Bruxelles, 20/06/2011 (Agence Europe) - Les États membres qui ont introduit l' « exception de copie privée » sont tenus à une obligation de résultat quant à la perception effective de la « compensation équitable » destinée à indemniser les auteurs, interprètes et producteurs, cela, même quand le vendeur professionnel des supports de reproduction est établi dans un autre État membre.
C'est en substance l'arrêt rendu par la Cour de justice de l'UE le 16 juin dans l'affaire C-462/09 en réponse à des questions de la Cour suprême néerlandaise portant sur l'interprétation de la directive 2001/29/CE (droits d'auteur et droits voisins dans la société de l'information). Cette directive attribue normalement le droit exclusif de reproduction aux titulaires d'un droit d'auteur, mais qui prévoit une exception permettant aux États membres d'autoriser les copies privées, à condition que les titulaires des droits d'auteur reçoivent une « compensation équitable ». La Cour néerlandaise était appelée à arbitrer un différend entre l'administration fiscale néerlandaise chargée de collecter la redevance pour copie privée (perçue, aux Pays-Bas, auprès du fabricant ou de l'importateur de supports de reproduction) et une société allemande qui commercialisait de tels supports auprès des consommateurs néerlandais via des sites Internet néerlandais. Les questions de la Cour néerlandaise étaient les suivantes: - y a-t-il des critères, dans la directive, qui permettent de déterminer qui, dans la législation nationale, doit être considéré comme débiteur de la « compensation équitable »? - en cas de contrat à distance et si l'acheteur de supports de reproduction est établi dans un État différent de celui du vendeur, « la directive contraint-elle à une interprétation du droit national assez large pour permettre que, dans un au moins des pays concernés par le contrat négocié à distance, la 'compensation équitable' soit due par un commerçant»?
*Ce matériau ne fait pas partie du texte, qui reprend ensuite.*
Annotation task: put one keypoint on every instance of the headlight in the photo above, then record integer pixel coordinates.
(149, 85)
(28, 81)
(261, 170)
Sur la première question, la Cour constate que la directive ne contient pas de critères explicites permettant de savoir qui doit être considéré comme le débiteur de la compensation équitable. Toutefois, elle rappelle que cette compensation doit être regardée comme la contrepartie du préjudice subi par le titulaire d'un droit exclusif de reproduction. Dès lors que la personne qui a causé ce préjudice est celle qui réalise pour son usage privé une copie d'une œuvre protégée sans l'autorisation dudit titulaire, c'est elle qui, en principe, doit réparer le préjudice en s'acquittant de la compensation qui sera versée à ce titulaire. Toutefois, vu les difficultés pratiques pour identifier ces utilisateurs privés et pour les obliger à indemniser les titulaires des droits, les États membres ont la faculté d'instaurer une « redevance pour copie privée » à la charge, non des personnes privées, mais de « celles qui disposent d'équipements, d'appareils et de supports de reproduction numérique et qui mettent ces équipements à la disposition de personnes privées ou rendent à ces dernières un service de reproduction ».
Quant à savoir qui est débiteur de la compensation dans le cadre d'un contrat à distance, la Cour rappelle que le législateur de l'Union a souhaité garantir un niveau de protection élevé du droit d'auteur et des droits voisins, étant donné que ceux-ci sont essentiels à la création intellectuelle. L'introduction de l'exception de copie privée ne peut donc pas causer un préjudice injustifié aux intérêts légitimes. Sur cette base, pour garantir cette protection, les États membres ayant introduit l'exception de copie privée dans leur droit national sont tenus d'assurer une perception effective de la « compensation équitable » pour indemniser les auteurs lésés du préjudice subi par les auteurs, notamment si ce préjudice est né sur leur territoire. En l'occurrence, bien qu'il soit pratiquement impossible pour l'État néerlandais de percevoir cette compensation auprès des utilisateurs finaux, cet État est néanmoins tenu à une obligation de résultat quant au fait que les auteurs reçoivent effectivement la compensation équitable à titre d'indemnisation. La circonstance - ajoute la Cour - que le vendeur professionnel d'équipements, d'appareils ou de supports de reproduction est établi dans un État membre autre que celui dans lequel résident les acheteurs demeure « sans incidence sur cette obligation de résultat ». En cas d'impossibilité d'assurer la perception de la compensation équitable auprès des acheteurs, la juridiction nationale devra « interpréter le droit national afin de permettre la perception de cette compensation auprès d'un débiteur agissant en qualité de commerçant ». (F.G.)